Gainesville and City services earn high marks in results of 2021 Neighbor Survey

Press release from City of Gainesville

Neighbors have rated Gainesville and City services highly in the most recent findings from the 2021 Neighbor Survey, presented to the Gainesville City Commission last Thursday.

With overall positive perceptions similar to results from the 2020 survey, Gainesville was rated as an “excellent” or “good” place to live by 86 percent of those who shared an opinion – rising three percentage points from last year – and higher than either Florida (76 percent) or the U.S. (73 percent). The 79 percent of respondents who described Gainesville as an “excellent” or “good” place to raise children did not change in the past year.

Satisfaction ratings with City services were higher in Gainesville than in other communities. In fact, Gainesville ranked higher than the U.S. average in 27 of 42 areas. Most neighbors responded with a high opinion of Gainesville in these areas: public safety; recreational facilities and activities; and maintenance of traffic signals, signs, and streets. Customer service satisfaction rose by four percentage points compared to 2020 survey results.
“Our neighbors are pleased with the efforts of our first responders and all community builders in helping resolve their questions and concerns,” said Gainesville City Manager Lee Feldman. “As challenging as the past year has been with the pandemic, our neighbors have recognized that our commitment to them, and to our community, has not wavered,” he said. 

Now in its second year, respondents ranked the availability of employment opportunities, of mental health care, and of the cost of living in Gainesville as the three top quality-of-life priorities for City leaders to consider during the next two years.
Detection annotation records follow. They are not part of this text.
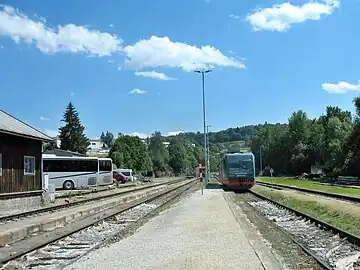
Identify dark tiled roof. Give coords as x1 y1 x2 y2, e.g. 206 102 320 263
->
0 110 53 141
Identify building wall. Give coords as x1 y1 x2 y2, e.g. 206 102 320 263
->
0 133 42 193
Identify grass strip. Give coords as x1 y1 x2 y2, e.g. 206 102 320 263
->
259 177 360 196
256 189 360 235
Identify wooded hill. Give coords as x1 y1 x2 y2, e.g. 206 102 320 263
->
172 97 360 176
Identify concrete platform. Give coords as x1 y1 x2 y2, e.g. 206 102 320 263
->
66 190 283 270
0 187 164 247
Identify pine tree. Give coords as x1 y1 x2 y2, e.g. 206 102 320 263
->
59 102 90 154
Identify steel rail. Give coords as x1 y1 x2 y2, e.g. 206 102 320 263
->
249 190 360 246
255 181 360 203
0 180 198 266
0 178 188 222
239 191 333 270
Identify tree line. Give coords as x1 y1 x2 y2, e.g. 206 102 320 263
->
53 97 360 176
52 102 204 176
Also notable were affordable housing, homelessness, East Gainesville, racial equity, and police standards as the top five items in the City’s 2021 Action Plan that should receive the highest priority from City leaders. Equitable access to housing and to basic needs topped the list of future priorities.

“The annual survey helps us measure trends, compare our performance with other communities, and essentially hear from our neighbors about the issues that are important to them,” said Feldman.

The annual survey, available in both English and Spanish, is designed to gather input from neighbors to improve City programs and services and help determine long-term planning and investment decisions. Earlier this year, 9,000 households within the City’s four commission districts were randomly selected to receive the survey by mail. A total of 1,003 neighbors responded by mail or online, including 250 responses from each city commission district, with demographics of respondents reflecting Gainesville’s population.

Neighbors whose households were not selected in the random sample are eligible to complete an open survey until May 15. While these results will not be combined with those of the mailed survey, the open survey enables all city residents to participate and share their views. It also helps staff compare results between the survey’s two different methodologies. 

ETC Institute of Olathe, Kansas, which also administered last year’s survey, compiled the 2021 data in a 226-page findings report. This year’s results are expected to be posted within the next week through the dataGNV page, part of the City’s online open data portal.

  • They definitely screened those surveys.

    “Most neighbors responded with a high opinion of Gainesville in these areas: public safety; recreational facilities and activities; and maintenance of traffic signals, signs, and streets.”

    The same knuckleheads claiming the speed limit on University Ave is too high gave a positive score for traffic signals, signs and streets? Sure they did…I have ocean front property to sell them in Kansas too.
    11%…YES, ELEVEN PERCENT, of the people who received surveys provided “positive” results. That’s right in line with the liberal idiots who keep putting the liberal knuckleheads in office. Imagine that.

    Now if the crooks will really address the cost of living and extremely high costs of housing there may be a little credibility to their so-called survey response. I’m sure they’ll jump right on that “2021 Action plan.”